Ketiga lemahnya pengawasan dan sistem pencegahan korupsi dari otoritas terkait menjadi pemicu utama rendahnya integritas tata kelola pemerintah daerah dan desa. Dari ketiga narasi ini, maka selain sistem pengawasan yang harus diperbaiki, juga adanya kesadaran bahwa “sistem pencegahan korupsi dari otoritas terkait” yang belum maksimal.

Korupsi bukanlah kejahatan yang terjadi karena ketidak sengajaan. Ada niat dan usaha untuk mewujudkannya. Oleh karena itu, untuk mencegahnya, selain melalui pesan-pesan moral, yang paling penting adalah membangun sistem yang mampu mencegahkan, setidaknya, menjadikan niat untuk korupsi menjadi sulit direalisasikan. 

Secara umum, banyak orang sependapat bahwa hukum yang dijatuhkan kepada seorang terdakwa diharapkan memberikan efek jera, baik bagi pelaku agar tidak mengulangi perbuatannya maupun memberi pesan kuat kepada pihak lain bahwa perbuatan tersebut merupakan perbuatan yang dilarang oleh hukum dan jika dilanggar, ada sanksinya. 

Terbuktinya perbuatan korupsi senyatanya tidak semata terbuktinya perbuatan terdakwa melakukan tindakan korupsi, tetapi juga menunjukkan adanya celah dalam penyelenggaraan urusan publik dan penggunaan kewenangan. Celah inilah yang dimanfaatkan oleh pelaku untuk melakukan perbuatannya. 

Untuk itu, jika ingin melakukan pencegahan dari terjadinya, bahkan, terulangnya perbuatan korupsi, para pengambil kebijakan seyogyanya mulai menggunakan putusan pengadilan sebagai bahan penting melakukan perbaikan dan membangun sistem anti korupsi.

Secara lebih kongkrit dan praktis, pembangunan pencegahan korupsi seyogyanya menggunakan putusan pengadilan sebagai referensi penting, karena dalam putusan tersebut, tergambarkan bagaimana perbuatan korupsi terjadi. Dengan demikian, maka putusan pengadilan khususnya dalam perkara Tipikor, tidak hanya terkait dengan pertanggungjawaban pelaku, namun juga memiliki manfaat yang lebih luas utamanya dalam membangun sistem dan strategi pencegahan korupsi. 

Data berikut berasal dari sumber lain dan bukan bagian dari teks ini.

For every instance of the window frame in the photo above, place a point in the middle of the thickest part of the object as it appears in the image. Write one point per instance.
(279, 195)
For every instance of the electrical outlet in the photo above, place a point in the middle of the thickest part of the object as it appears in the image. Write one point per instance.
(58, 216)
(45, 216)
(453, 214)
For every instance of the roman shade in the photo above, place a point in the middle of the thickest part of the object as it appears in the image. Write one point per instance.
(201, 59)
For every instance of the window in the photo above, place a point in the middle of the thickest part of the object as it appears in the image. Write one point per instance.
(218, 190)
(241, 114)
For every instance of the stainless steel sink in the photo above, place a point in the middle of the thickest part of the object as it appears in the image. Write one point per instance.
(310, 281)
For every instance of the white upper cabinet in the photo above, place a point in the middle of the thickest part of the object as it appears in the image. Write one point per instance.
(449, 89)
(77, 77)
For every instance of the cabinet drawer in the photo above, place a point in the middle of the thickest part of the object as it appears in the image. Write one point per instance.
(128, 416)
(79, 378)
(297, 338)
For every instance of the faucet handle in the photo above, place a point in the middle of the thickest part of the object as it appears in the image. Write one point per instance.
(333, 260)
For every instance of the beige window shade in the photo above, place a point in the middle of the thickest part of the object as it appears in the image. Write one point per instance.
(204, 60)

Para hakim melalui putusannya menyajikan uraian fakta dan pertimbangan bagaimana praktik korupsi terjadi. Uraian tersebut sejatinya tidak semata menunjukkan bagaimana terdakwa melakukan perbuatannya, tapi juga menunjukkan adanya celah dalam penyelenggaraan urusan publik dan penggunaan kewenangan. Celah inilah yang dimanfaatkan oleh pelaku untuk melakukan perbuatannya. Dengan mengetahui celah-celah tersebut, maka upaya membangun sistem pencegahan korupsi seharusnya lebih mudah dilakukan.

Strategi pencegahan korupsi sebenarnya bersifat “tailor made”: menyesuaikan dengan keadaan penggunanya. Tidak ada strategi yang secara umum bisa efektif diberlakukan pada semua tempat karena situasi bisa jadi berbeda-beda. Oleh karena itu, maka bagi instansi yang pernah terjadi praktik korupsi dan telah diputus oleh Pengadilan, dapat mengambil pelajaran dari praktik yang terjadi sebelumnya melalui dalam merumuskan sistem pencegahan. Karena tanpa dibuatnya sistem pencegahan hanya akan melahirkan praktik korupsi berulang. Bukan begitu?